Loading and preprocessing the data

library(dplyr)
## 
##  次のパッケージを付け加えます: 'dplyr'
##  以下のオブジェクトは 'package:stats' からマスクされています:
## 
##     filter, lag
##  以下のオブジェクトは 'package:base' からマスクされています:
## 
##     intersect, setdiff, setequal, union
library(tidyr)
library(lubridate)
##  要求されたパッケージ timechange をロード中です
## 
##  次のパッケージを付け加えます: 'lubridate'
##  以下のオブジェクトは 'package:base' からマスクされています:
## 
##     date, intersect, setdiff, union
df <- read.csv("activity.csv")

What is mean total number of steps taken per day?

## [1] 10766.19

What is the average daily activity pattern?

  1. Make a time series plot (i.e.type = “l”) of the 5-minute interval (x-axis) and the average number of steps taken, averaged across all days (y-axis)
interval_5min <- df %>% 
  group_by(interval) %>% 
  summarize(int_steps=mean(steps, na.rm=TRUE))

plot(interval_5min$interval, interval_5min$int_steps, type="l", ylab="number of steps", xlab="interval")

  1. Which 5-minute interval, on average across all the days in the dataset, contains the maximum number of steps?
max_step <- max(interval_5min$int_steps)
max_5min <- interval_5min %>% 
  filter(int_steps == max_step)
max_5min
## # A tibble: 1 × 2
##   interval int_steps
##      <int>     <dbl>
## 1      835      206.

Imputing missing values

  1. Calculate and report the total number of missing values in the dataset (i.e. the total number of rows with NA.
include_NA <- df %>% 
  filter(is.na(steps))
number_NA <- nrow(include_NA)
number_NA
## [1] 2304
  1. Devise a strategy for filling in all of the missing values in the dataset. The strategy does not need to be sophisticated. For example, you could use the mean/median for that day, or the mean for that 5-minute interval, etc.
  2. Create a new dataset that is equal to the original dataset but with the missing data filled in. “new_dataset” is the original dataset but with the missing data filled in.
# I use mean values of day to fill the missing value
mean_steps <- df %>% 
  group_by(interval) %>% 
  summarize(mean_steps=mean(steps, na.rm=TRUE))

df_add_mean <- left_join(df, mean_steps, by="interval")
new_dataset <- df_add_mean %>% 
  mutate(new_steps=ifelse(is.na(steps),mean_steps,steps)) %>% 
  select(new_steps, date, interval)
  1. Make a histogram of the total number of steps taken each day and Calculate and report the mean and median total number of steps taken per day.
new_steps_per_day <-  new_dataset%>% 
  group_by(date) %>% 
  summarize(total_steps=sum(new_steps))
hist(new_steps_per_day$total_steps)

new_mean_steps_per_day <- mean(new_steps_per_day$total_steps, na.rm=TRUE)
new_mean_steps_per_day
## [1] 10766.19
new_median_steps_per_day <- median(new_steps_per_day$total_steps, na.rm=TRUE)
new_median_steps_per_day
## [1] 10766.19

Are there differences in activity patterns between weekdays and weekends?
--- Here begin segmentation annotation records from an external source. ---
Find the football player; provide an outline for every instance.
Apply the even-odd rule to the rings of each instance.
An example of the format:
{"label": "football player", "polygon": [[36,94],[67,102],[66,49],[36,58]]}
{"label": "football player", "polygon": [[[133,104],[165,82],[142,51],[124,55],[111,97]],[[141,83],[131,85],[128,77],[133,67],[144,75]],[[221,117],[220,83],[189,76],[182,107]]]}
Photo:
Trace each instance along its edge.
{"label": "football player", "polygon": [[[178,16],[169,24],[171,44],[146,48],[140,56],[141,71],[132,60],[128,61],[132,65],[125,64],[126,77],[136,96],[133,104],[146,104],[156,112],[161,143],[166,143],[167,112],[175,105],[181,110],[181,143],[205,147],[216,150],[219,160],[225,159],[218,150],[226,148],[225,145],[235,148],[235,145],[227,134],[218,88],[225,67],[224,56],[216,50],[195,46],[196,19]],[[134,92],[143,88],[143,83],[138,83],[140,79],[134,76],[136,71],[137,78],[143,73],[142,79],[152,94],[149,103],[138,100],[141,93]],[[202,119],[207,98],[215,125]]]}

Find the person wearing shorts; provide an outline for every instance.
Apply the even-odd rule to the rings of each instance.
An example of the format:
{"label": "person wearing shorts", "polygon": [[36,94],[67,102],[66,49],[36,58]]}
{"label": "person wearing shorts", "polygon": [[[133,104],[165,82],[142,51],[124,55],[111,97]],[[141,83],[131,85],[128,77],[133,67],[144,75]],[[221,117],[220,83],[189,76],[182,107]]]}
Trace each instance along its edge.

  1. Create a new factor variable in the dataset with two levels – “weekday” and “weekend” indicating whether a given date is a weekday or weekend day.
new_dataset_weekday<- new_dataset %>% 
  mutate(weekday = wday(date)) %>% 
  mutate(weekday = ifelse(weekday %in% c(2,3,4,5,6),"weekday","weekend"))
  1. Make a panel plot containing a time series plot (i.e.type = “l”) of the 5-minute interval (x-axis) and the average number of steps taken, averaged across all weekday days or weekend days (y-axis).

Plot weekday data as red line, and weekend data as blue line.

interval_5min_weekday <- new_dataset_weekday %>% 
  group_by(weekday,interval) %>% 
  summarize(int_steps=mean(new_steps, na.rm=TRUE))
## `summarise()` has grouped output by 'weekday'. You can override using the
## `.groups` argument.
# abstruct weekday data. And plot.
weekday_data <- interval_5min_weekday %>% 
  filter(weekday == "weekday")
plot(weekday_data$interval, weekday_data$int_steps, type="l", ylab="number of steps", xlab="interval",col="red")
par(new=T)

#abstract weekend data. And plot.
weekend_data <- interval_5min_weekday %>% 
  filter(weekday == "weekend")
plot(weekend_data$interval, weekend_data$int_steps, type="l", ylab="number of steps", xlab="interval", col="blue")

Note that the echo = FALSE parameter was added to the code chunk to prevent printing of the R code that generated the plot.